Now he felt the cold. They had moved outside, but only for a few steps. He heard the creak of a swing door, like a garden gate, and then felt the change of temperature. As if they were in an enclosed space, though not quite outdoors. There was an echo.
‘No one likes this, I’m afraid, Mr Mitchell. Tom. But I’m going to have to take a look at you.’
It was in the next few seconds that Will decided that this was not some ghastly incident that would soon resolve itself, but actually something rather terrifying. Until now, he had clung to the idea that this might be an error or even an ironic send-up of the interrogation scene from a thousand movies. He had been hoping that it would all be revealed as a hideous mistake; or that, at least, he would soon know the identity of his inquisitor; or that he would make progress; or that this would simply stop. Now he felt sure these strange people who had stolen his wife were about to torture and kill him, probably in a way so sadistic as to chill the blood. Worse than that, and this thought turned his bowels to mush, they had doubtless already done whatever they were going to do, or worse, to Beth.

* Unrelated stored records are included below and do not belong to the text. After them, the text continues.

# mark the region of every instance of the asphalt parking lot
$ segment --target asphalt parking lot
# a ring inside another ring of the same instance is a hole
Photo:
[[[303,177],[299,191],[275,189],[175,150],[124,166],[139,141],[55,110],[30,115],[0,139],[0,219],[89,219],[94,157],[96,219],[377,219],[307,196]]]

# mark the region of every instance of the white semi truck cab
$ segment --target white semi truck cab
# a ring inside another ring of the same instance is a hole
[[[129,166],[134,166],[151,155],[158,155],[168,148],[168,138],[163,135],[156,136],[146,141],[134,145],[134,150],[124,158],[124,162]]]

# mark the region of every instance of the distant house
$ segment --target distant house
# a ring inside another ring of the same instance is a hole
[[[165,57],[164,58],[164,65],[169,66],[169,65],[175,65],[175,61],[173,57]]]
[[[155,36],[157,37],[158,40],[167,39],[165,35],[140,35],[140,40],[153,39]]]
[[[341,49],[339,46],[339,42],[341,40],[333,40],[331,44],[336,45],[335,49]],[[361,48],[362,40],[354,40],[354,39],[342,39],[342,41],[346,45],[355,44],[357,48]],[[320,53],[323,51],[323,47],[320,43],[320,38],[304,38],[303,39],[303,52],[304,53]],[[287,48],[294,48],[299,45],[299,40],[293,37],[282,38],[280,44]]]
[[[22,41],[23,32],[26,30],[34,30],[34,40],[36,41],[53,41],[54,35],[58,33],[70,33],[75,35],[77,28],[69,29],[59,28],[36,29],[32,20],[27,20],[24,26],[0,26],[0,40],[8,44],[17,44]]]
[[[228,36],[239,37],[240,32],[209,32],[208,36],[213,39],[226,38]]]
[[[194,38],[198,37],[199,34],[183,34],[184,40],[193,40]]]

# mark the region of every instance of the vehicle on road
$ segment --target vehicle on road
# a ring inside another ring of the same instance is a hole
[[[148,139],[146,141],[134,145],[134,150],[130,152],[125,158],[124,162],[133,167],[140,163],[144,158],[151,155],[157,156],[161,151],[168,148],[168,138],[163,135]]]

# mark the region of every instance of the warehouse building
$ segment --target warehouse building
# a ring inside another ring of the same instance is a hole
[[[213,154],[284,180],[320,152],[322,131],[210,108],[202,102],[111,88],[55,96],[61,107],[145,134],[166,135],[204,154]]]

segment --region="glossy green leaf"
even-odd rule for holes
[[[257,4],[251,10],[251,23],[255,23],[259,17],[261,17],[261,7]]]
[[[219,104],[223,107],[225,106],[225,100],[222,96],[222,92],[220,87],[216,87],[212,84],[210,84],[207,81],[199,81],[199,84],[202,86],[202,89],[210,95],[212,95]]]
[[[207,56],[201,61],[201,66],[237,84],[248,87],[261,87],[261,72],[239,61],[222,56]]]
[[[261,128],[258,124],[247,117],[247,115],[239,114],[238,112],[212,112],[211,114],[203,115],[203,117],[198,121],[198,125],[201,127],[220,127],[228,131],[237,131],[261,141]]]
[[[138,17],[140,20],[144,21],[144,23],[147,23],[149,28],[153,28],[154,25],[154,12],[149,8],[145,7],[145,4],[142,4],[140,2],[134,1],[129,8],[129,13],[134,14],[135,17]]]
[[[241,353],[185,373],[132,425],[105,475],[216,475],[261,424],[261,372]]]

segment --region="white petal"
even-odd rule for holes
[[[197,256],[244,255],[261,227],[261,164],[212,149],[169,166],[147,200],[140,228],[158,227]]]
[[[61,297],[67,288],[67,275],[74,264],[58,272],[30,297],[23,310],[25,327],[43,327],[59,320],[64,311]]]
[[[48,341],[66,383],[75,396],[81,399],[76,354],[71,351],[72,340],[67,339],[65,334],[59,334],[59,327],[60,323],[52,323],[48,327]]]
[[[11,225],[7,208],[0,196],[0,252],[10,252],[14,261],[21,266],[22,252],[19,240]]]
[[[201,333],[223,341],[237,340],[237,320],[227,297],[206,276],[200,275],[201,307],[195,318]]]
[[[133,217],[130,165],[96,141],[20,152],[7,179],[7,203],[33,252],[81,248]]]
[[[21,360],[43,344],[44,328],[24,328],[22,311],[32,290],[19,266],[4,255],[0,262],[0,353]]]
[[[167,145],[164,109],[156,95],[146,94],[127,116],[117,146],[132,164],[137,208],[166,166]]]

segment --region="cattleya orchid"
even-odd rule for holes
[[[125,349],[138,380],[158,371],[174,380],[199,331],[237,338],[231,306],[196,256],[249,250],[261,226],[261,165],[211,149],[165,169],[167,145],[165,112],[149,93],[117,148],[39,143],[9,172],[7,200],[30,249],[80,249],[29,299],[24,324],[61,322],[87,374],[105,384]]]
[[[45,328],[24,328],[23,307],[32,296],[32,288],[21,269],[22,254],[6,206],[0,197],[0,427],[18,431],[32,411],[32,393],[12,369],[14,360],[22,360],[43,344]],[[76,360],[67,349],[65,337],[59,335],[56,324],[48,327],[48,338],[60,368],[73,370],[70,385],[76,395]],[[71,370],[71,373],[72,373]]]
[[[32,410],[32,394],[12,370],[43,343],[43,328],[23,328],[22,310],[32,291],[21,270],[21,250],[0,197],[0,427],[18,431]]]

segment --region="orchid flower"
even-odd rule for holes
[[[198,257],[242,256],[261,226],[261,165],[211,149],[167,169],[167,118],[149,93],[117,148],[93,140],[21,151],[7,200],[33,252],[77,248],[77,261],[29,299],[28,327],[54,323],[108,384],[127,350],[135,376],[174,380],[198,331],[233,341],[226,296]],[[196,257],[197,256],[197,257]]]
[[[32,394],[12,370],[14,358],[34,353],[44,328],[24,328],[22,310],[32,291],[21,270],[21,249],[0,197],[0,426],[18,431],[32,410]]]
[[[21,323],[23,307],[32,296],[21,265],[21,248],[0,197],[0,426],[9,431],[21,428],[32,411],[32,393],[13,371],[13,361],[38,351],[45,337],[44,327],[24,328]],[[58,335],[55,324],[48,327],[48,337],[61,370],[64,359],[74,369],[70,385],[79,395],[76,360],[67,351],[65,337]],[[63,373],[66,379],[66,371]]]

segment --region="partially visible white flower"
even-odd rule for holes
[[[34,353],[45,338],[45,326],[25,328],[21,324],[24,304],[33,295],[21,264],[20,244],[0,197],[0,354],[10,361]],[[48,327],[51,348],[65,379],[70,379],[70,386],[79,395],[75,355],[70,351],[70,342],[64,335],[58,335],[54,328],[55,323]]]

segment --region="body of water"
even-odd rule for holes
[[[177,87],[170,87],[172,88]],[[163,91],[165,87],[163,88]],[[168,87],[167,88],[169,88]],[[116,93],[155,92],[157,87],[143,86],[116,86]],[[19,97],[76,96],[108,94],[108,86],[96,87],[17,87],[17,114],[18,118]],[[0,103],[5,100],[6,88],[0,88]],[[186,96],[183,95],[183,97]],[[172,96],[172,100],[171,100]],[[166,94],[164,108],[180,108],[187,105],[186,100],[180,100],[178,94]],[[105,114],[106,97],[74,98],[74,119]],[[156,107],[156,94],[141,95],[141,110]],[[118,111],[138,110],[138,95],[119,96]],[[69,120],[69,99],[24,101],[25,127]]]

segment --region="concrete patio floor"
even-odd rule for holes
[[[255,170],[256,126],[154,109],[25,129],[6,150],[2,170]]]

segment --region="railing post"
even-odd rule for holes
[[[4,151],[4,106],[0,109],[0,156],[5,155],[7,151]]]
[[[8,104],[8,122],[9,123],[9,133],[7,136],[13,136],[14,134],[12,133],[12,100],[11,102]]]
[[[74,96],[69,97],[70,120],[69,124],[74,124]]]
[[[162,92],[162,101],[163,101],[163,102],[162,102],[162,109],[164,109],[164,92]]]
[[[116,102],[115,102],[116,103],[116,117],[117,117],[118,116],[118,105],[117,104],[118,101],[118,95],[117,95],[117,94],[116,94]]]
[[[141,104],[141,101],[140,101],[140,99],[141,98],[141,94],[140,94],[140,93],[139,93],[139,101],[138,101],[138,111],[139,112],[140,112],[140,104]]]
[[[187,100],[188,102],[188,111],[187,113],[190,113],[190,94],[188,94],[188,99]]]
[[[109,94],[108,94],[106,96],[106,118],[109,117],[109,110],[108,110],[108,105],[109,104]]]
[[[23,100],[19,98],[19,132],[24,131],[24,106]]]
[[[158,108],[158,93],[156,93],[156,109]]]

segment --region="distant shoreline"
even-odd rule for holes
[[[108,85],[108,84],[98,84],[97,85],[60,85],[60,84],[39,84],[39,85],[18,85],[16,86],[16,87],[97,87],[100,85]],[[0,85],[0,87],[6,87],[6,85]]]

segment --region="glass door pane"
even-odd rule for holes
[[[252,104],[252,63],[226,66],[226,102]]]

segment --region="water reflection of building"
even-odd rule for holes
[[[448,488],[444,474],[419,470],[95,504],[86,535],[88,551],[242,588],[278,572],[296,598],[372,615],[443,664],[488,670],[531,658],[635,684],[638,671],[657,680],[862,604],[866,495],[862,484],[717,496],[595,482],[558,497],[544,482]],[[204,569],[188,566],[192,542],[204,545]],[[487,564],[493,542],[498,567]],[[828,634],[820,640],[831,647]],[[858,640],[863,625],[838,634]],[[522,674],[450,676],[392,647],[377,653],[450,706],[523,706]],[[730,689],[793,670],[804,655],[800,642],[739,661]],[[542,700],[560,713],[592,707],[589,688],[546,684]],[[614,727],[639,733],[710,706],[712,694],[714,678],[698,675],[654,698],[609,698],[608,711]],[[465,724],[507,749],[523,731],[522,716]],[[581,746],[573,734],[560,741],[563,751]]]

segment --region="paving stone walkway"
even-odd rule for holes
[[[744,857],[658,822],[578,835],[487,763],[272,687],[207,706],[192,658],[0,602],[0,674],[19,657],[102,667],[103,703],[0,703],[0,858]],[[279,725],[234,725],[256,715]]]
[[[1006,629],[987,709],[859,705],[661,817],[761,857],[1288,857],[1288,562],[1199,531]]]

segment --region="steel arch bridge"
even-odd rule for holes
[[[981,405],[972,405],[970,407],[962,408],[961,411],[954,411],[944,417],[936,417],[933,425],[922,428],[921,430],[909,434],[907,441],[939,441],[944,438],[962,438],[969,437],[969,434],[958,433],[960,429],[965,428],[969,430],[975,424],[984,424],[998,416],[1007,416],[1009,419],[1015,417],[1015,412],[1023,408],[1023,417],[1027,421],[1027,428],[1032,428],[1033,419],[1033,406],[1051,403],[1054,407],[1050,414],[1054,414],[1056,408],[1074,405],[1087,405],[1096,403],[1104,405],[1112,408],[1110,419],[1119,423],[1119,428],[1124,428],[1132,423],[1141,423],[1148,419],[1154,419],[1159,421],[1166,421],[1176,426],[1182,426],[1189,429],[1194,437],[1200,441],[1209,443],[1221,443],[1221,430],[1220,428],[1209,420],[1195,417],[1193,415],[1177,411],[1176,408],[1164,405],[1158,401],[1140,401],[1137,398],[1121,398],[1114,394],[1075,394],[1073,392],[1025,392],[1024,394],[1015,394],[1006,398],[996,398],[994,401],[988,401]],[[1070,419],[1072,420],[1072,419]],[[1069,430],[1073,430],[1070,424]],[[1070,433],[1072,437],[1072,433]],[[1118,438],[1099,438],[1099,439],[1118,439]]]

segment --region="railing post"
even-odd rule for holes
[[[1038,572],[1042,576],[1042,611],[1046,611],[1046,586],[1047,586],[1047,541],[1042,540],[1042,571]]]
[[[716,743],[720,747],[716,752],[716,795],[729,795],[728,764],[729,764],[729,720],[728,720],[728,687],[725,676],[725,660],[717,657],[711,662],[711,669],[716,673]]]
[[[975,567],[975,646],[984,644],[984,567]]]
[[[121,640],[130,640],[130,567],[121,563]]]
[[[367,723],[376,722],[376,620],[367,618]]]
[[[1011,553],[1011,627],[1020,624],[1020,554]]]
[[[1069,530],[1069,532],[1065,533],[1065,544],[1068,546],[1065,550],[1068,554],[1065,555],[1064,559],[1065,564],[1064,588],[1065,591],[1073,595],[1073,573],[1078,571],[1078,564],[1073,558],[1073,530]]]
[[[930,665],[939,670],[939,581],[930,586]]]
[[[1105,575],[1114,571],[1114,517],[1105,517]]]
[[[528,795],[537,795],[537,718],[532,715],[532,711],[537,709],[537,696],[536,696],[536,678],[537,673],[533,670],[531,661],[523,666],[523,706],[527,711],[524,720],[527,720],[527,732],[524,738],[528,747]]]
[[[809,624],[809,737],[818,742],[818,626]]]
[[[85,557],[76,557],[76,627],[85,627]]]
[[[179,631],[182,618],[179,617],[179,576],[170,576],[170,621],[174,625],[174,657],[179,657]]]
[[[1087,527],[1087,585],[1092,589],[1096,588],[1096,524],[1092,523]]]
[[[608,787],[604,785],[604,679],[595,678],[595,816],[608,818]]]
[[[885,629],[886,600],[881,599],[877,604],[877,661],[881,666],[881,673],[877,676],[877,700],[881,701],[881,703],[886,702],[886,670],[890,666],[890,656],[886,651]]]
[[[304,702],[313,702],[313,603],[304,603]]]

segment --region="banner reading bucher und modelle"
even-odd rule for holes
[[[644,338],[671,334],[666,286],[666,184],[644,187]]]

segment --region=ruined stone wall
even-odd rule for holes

‘No!’ Will shouted, but it was too late. He felt his arms being pinned back while someone unbuckled his trousers. There was a hand over his mouth, too. This could not be the work of the Israeli, all alone. But where were these extra hands coming from? Who did they belong to? And then, without warning, his underpants were down.
‘Stop.’ He heard the word and was shocked to discover the voice was not his own. The Rebbe had spoken. ‘You’re telling the truth. You’re not Jewish.’
Will could only guess what was happening: the Rebbe must have been standing in front of him, looking at his penis and concluding, rightly, that it was not circumcised.
‘You’re not Jewish,’ the Rebbe repeated. And then, to his assistant or assistants: ‘Cover him up.’ A pause. ‘Well, this is good news, Mr Mitchell. I now believe that you are not a federal agent or a law enforcement official. I suspected you were, prowling around with all your questions. But I know those people and, first, they would have had you wired and, second, they would have sent a Jew. Not only that, but they would have considered themselves very smart for doing that. Oh, yes, regular geniuses for giving Agent Goldberg a call and saying, “This is a job with your name on it.” That’s how they think. Send an Arab to infiltrate a Muslim terrorist gang, send a Jew to us. But you’re not a Jew, so you’re not working for them. That I now believe.’